И вот рядом с этою «беспредельною» силою — такое же бессилие, может быть, впрочем лишь кажущееся, а на самом деле только недостаточная и, вместе с тем, противоположная, отрицательная сила.
Когда Ставрогин с высокомерною брезгливостью отказывается от плана Верховенского сделать его «Иваном-царевичем», новым «богом-саваофом», тот, мгновенно переходя от порыва неистовой влюбленности к порыву столь же неистовой злобы, вскрикивает:
— Врете вы, дрянной, блудливый, изломанный барчонок, не верю — аппетит у вас волчий!
И когда юродивая хромоножка кричит вдогонку уходящему Ставрогину: «Гришка Отрепьев, анафема!» — она смеется над ним, хотя и безумным, но бесконечно праведным, ясновидящим смехом, от которого он бежит в ужасе: «Нет, не может того быть, чтобы сокол филином стал. Не таков мой князь!.. Похож-то ты, очень похож, может, и родственник ему будешь. Только мой — ясный сокол, а ты — сыч и купчишка. Мой-то и Богу захочет — поклонится, а захочет, и нет, а тебя Шатушка (милый он, родимый голубчик мой!) по щекам отхлестал… Прочь, самозванец!»
— Я знаю, — соглашается Ставрогин в разговоре с Кирилловым о принятии «бремени» — бремени последней гордости или последнего смирения, — я знаю, что я — ничтожный характер, но я не лезу в сильные.
— И не лезьте, — заключает Кириллов. — Вы не сильный человек.
Николай Всеволодович, прибавляет Достоевский, был «смущен», «почти поражен».
— Вы ни на что не способный, — говорит ему с бесконечным презрением Лиза, молодая девушка, которую он любит или хочет любить.

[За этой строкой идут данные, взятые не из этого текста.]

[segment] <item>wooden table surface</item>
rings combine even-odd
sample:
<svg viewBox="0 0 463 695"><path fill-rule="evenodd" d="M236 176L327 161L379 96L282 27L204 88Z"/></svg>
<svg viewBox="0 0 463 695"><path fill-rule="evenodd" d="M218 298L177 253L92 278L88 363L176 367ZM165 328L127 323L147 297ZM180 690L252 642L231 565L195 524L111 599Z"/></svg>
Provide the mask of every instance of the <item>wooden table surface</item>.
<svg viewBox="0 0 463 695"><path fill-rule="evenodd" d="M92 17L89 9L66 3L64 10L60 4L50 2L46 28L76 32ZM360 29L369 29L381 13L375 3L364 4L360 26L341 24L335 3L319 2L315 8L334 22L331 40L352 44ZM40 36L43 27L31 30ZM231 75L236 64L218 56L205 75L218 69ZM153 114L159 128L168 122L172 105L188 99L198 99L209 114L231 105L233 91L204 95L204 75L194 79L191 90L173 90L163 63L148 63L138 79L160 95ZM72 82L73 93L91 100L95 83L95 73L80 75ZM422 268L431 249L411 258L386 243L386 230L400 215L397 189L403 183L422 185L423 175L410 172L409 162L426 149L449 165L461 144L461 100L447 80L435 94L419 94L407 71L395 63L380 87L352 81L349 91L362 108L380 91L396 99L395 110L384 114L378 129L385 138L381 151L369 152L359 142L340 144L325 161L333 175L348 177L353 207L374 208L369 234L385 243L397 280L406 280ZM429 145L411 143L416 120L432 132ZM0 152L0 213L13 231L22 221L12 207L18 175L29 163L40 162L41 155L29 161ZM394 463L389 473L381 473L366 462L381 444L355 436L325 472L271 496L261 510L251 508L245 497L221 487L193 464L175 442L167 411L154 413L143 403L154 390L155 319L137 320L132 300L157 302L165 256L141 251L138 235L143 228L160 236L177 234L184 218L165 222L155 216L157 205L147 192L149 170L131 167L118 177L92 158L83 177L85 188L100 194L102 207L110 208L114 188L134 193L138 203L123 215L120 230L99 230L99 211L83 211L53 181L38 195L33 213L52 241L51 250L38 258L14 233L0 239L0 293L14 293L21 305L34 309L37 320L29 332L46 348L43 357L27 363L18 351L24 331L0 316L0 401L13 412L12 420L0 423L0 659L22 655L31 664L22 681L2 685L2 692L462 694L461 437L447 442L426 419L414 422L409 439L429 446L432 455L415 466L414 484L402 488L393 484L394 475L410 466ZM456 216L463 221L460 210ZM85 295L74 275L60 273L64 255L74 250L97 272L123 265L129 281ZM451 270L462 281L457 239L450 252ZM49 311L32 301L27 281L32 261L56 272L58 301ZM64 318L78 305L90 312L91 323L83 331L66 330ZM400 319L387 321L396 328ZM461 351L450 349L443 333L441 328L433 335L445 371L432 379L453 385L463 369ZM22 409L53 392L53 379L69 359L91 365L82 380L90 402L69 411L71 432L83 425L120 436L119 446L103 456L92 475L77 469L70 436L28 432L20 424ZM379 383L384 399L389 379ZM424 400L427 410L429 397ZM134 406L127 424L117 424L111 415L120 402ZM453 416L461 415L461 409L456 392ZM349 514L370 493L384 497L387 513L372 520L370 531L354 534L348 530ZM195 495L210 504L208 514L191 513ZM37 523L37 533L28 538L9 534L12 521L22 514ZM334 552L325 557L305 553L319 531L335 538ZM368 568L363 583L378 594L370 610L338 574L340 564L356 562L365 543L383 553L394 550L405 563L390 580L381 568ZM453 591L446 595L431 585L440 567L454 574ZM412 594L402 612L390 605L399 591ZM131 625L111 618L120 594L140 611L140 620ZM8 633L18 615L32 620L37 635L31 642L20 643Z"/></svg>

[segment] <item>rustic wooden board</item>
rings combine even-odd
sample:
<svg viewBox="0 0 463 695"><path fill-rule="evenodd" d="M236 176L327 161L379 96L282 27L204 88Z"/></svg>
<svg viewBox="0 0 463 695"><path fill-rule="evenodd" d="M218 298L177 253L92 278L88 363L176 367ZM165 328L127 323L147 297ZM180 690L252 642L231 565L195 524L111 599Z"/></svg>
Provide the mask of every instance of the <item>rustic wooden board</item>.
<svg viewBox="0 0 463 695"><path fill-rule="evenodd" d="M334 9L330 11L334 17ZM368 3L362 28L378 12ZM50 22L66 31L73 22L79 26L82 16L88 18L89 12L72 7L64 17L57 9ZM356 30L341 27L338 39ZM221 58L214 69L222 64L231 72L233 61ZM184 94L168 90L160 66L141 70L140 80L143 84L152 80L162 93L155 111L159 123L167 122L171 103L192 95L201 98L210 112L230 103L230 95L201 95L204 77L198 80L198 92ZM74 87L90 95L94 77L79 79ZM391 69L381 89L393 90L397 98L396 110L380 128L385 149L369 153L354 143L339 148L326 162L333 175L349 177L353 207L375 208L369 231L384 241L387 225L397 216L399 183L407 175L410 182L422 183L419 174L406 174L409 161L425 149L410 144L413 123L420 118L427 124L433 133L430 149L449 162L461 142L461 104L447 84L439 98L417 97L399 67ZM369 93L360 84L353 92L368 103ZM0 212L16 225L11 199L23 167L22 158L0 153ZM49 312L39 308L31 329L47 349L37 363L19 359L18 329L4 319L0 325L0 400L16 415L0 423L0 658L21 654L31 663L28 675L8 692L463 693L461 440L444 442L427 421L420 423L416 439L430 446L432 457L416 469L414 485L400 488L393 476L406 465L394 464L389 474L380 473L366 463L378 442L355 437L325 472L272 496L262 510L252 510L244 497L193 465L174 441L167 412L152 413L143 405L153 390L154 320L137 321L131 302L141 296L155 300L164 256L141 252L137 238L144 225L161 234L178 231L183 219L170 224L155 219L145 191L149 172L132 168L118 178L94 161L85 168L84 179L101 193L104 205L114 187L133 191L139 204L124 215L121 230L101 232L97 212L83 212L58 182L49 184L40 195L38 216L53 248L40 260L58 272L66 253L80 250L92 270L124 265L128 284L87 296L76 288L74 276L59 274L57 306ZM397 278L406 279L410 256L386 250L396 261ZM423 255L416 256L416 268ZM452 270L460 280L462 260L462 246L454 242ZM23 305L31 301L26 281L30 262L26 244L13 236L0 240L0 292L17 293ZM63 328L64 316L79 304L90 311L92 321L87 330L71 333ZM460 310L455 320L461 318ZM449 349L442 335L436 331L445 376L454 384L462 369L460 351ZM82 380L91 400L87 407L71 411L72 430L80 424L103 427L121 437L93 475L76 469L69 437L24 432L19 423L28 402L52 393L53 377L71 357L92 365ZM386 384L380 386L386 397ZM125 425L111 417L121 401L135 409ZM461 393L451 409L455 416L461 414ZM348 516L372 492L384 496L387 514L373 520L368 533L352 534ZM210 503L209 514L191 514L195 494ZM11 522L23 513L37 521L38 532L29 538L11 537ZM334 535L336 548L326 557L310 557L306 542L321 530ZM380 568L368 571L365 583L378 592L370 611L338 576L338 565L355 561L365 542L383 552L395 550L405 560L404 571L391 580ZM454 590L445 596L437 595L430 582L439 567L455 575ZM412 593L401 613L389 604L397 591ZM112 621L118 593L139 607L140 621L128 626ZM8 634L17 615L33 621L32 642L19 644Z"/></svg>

Ставрогин и с нею соглашается.
«— О, какой мой демон!» — по другому поводу признается он однажды. — «Это просто маленький, гаденький, золотушный бесенок из неудавшихся».
Последнее, конечно, неправда, или, точнее, не до конца правда, так же как и то, что Раскольников, как сам он себе выражается, — «вошь»; а все-таки в сознании Ставрогиным своего бессилья, не менее, чем в его сознании своей «беспредельной силы», есть и глубокая, ужасная для него правда.